Nonselective right subclavian artery angiography: Right vertebral artery widely patent ostial disease 30% right internal mammary artery widely patent. Right axillary artery widely patent. 95% focal stenosis proximal right brachial artery with TIMI 2 flow distal. Ulnar artery widely patent to the level of the distal ulnar head, radial artery patent but does not opacify distal half of vessel, sluggish flow versus occlusion.



Final Diagnosis:
1. Multivessel coronary artery disease as follows: 95% stenosis proximal LAD, 90% stenosis proximal circumflex artery, occlusion right coronary artery with left-to-right collaterals.
2. Occlusion left subclavian artery after the takeoff of the left internal mammary artery and left vertebral artery.
3. 95% focal stenosis proximal brachial artery
4. Successful PTCA right proximal brachial artery with a 4 mm and 5 mm balloon. No stent placement.

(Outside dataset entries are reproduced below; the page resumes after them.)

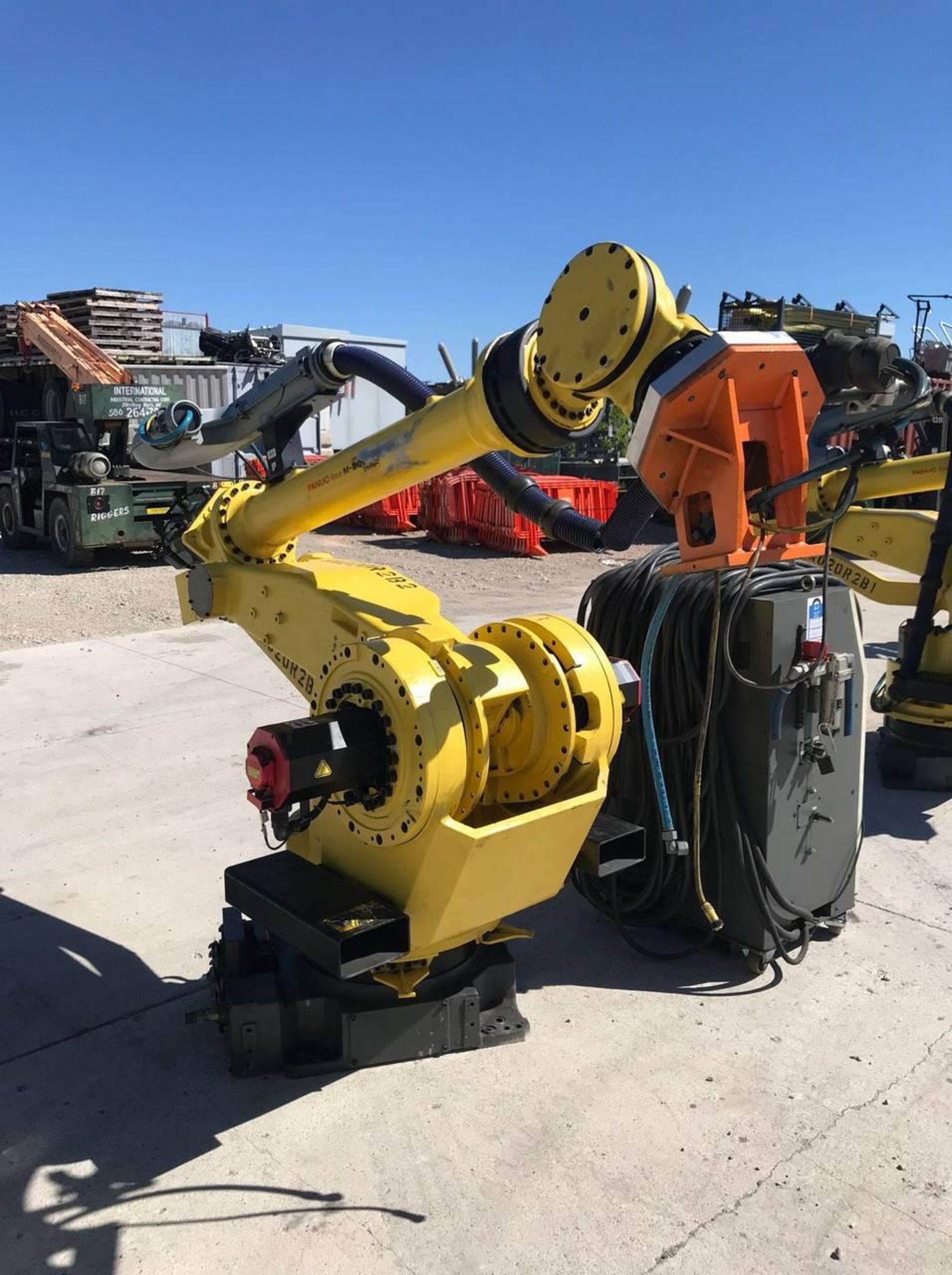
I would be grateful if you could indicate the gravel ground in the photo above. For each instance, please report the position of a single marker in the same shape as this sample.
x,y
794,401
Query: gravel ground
x,y
127,593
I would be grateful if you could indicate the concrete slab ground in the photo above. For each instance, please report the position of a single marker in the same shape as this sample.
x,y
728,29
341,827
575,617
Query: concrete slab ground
x,y
683,1118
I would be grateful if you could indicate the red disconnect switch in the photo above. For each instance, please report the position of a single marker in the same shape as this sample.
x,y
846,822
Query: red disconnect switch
x,y
262,773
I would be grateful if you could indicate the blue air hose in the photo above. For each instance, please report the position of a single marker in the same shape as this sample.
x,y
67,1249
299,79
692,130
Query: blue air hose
x,y
648,719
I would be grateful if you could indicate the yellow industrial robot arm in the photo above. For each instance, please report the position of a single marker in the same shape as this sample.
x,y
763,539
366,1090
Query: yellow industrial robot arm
x,y
468,769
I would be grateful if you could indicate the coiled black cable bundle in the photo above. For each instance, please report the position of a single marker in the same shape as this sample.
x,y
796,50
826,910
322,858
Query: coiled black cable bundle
x,y
617,610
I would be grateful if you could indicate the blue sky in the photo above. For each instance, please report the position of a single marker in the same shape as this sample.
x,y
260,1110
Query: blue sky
x,y
425,170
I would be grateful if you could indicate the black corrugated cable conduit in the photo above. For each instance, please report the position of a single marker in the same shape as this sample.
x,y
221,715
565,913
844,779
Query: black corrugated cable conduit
x,y
519,491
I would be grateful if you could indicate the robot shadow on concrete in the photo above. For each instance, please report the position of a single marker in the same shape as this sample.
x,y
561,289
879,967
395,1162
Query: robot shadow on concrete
x,y
104,1090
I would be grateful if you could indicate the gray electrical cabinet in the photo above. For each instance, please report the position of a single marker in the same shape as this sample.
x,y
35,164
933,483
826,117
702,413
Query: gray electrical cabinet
x,y
797,762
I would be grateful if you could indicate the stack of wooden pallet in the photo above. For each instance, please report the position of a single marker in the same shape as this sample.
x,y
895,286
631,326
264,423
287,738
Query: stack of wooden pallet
x,y
118,320
8,331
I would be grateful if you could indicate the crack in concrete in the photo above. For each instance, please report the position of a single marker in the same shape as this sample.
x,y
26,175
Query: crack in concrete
x,y
886,1204
98,1027
805,1146
195,672
917,921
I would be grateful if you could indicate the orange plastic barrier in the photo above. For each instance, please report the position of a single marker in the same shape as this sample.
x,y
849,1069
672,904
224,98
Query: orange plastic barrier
x,y
500,528
447,507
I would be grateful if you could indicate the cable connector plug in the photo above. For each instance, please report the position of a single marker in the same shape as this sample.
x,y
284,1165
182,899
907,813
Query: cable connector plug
x,y
673,845
712,917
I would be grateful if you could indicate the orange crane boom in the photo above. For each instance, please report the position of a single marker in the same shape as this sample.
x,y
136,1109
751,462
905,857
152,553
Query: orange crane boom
x,y
77,356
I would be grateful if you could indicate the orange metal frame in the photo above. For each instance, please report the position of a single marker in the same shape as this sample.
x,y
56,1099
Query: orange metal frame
x,y
737,425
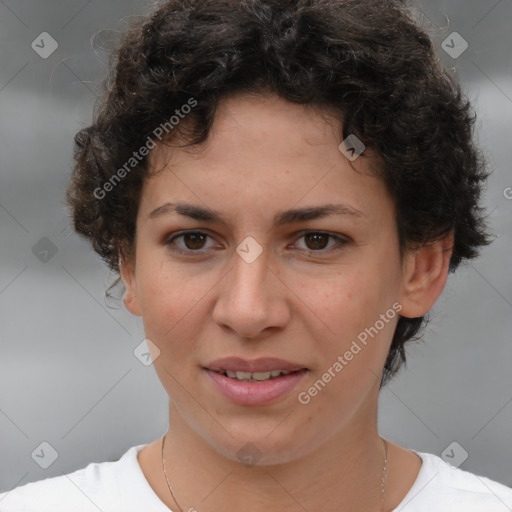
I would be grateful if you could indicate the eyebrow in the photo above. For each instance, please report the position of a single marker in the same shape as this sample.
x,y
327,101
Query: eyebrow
x,y
281,218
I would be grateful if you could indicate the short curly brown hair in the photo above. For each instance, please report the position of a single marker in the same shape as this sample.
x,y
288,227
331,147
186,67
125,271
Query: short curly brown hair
x,y
367,62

5. Low cardiac output state, cardiac index 1.72 L/m per by squared surface area
6. Moderate pulmonary hypertension - WHO class II
7. Elevated pulmonary capillary wedge pressure

Recommendation:
Patient clinically presented with acute ischemic right upper limb culprit 95% focal stenosis proximal right brachial artery. Continue aspirin and statin. Hold off on Plavix if anticipation of coronary artery bypass grafting. Consultation with CV surgery regarding coronary artery bypass grafting.
 
Thanks for the interesting case. First thing that I see is a R&LHC, but at the end of the report I see a consult for CV surgery. Since the subclavian arteries were injected, I can assume that the IMA's may be used for bypass. So code the heart cath -93457. As for the right upper extremity, I would code 36217-RT,59, 75710-RT,XU, and 37246 for the angioplasty of the brachial artery.